Pour permettre à son épouse de récupérer, Mélissa souhait coallaiter le bébé. Elle se préparait depuis cinq mois. Mais après tous ces efforts, « elle a dû cesser le protocole d’induction de lactation faute de temps et d’énergie », raconte Charlotte. Une déception de plus pour les deux mamans.

« La dépression du post-partum est sous-estimé dans notre société »

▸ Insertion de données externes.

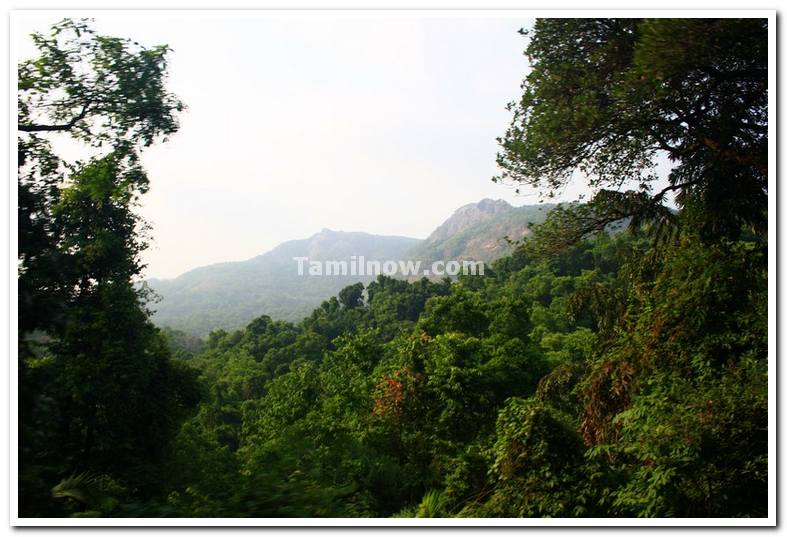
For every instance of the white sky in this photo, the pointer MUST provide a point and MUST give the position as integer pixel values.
(297, 123)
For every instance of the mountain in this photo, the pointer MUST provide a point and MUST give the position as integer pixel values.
(478, 231)
(229, 295)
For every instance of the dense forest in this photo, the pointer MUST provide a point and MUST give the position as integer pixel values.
(587, 374)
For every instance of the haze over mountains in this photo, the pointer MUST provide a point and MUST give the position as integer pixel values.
(229, 295)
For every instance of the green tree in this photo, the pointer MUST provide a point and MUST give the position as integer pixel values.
(607, 96)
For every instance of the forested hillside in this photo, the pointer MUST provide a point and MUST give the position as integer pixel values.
(584, 375)
(229, 295)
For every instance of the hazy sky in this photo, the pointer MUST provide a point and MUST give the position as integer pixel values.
(355, 123)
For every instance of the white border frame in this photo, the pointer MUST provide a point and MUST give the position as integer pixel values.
(393, 522)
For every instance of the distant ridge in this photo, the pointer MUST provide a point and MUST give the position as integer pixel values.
(229, 295)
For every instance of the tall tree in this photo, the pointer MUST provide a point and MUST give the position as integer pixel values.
(98, 391)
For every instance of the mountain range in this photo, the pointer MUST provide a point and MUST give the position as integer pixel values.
(229, 295)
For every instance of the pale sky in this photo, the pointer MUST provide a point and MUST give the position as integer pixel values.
(302, 122)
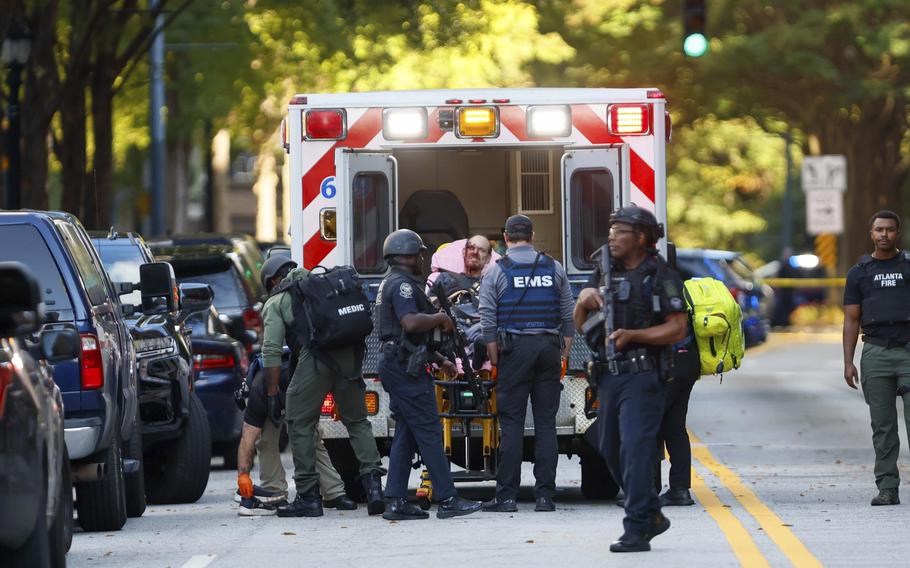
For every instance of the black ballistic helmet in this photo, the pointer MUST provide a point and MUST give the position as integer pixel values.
(273, 266)
(641, 218)
(402, 241)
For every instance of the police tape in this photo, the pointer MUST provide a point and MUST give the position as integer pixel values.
(805, 282)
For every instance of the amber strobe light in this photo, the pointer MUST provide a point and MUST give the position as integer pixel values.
(628, 119)
(477, 122)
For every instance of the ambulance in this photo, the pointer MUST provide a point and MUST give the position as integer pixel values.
(449, 164)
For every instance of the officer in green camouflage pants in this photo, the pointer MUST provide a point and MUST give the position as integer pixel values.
(310, 383)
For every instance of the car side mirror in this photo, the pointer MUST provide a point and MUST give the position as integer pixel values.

Au-delà de la fatigue inhérente à tous les nouveaux parents, Charlotte pose la question du rapport de la société à la maternité. « Je me demande vraiment comment j’ai pu survivre à cette période de réajustements intenses, s’interroge-t-elle. A ces tétées de nuit, complètement seule, ma femme étant épuisée par son travail, à cette césarienne, si difficile physiquement à surpasser mais aussi psychologiquement. La dépression du post-partum est sous-estimée dans notre société ».

Pourtant, Charlotte était bien informée et préparée. Cette professionnelle de la petite enfance avait longuement mûri son projet de naissance et projet parental. De part sa profession, elle porte aussi un regard précis sur ces semaines cruciales où l’on apprend à être parent et où le soutien est indispensable. C’est pourquoi elle en est persuadée, « l’allongement du congé d’accueil à l’enfant serait une véritable solution ». Elle ferait « reculer le nombre de dépressions maternelles responsables de nombreux arrêts de travail post congé maternité, diminuerait le nombre de syndromes du bébé secoué grâce à un lien d’attachement de meilleure qualité noué ». Bref, « cet allongement serait profitable non seulement à la famille, mais aussi à toute la société », conclut-t-elle.

En attendant, une pétition allant dans ce sens a été lancée par des collectifs féministes avec le soutien de 160 personnalités dont le secrétaire général de la CGT, Philippe Martinez, ou l’ex-patronne du Medef, Laurence Parisot ou encore l’humoriste Guillaume Meurice dans Le Parisien le 23 septembre dernier. Et un rapport remis récemment à l’exécutif, l’Inspection générale des affaires sociales (Igas) préconise de rallonger le congé paternité et de le rendre au moins en partie obligatoire.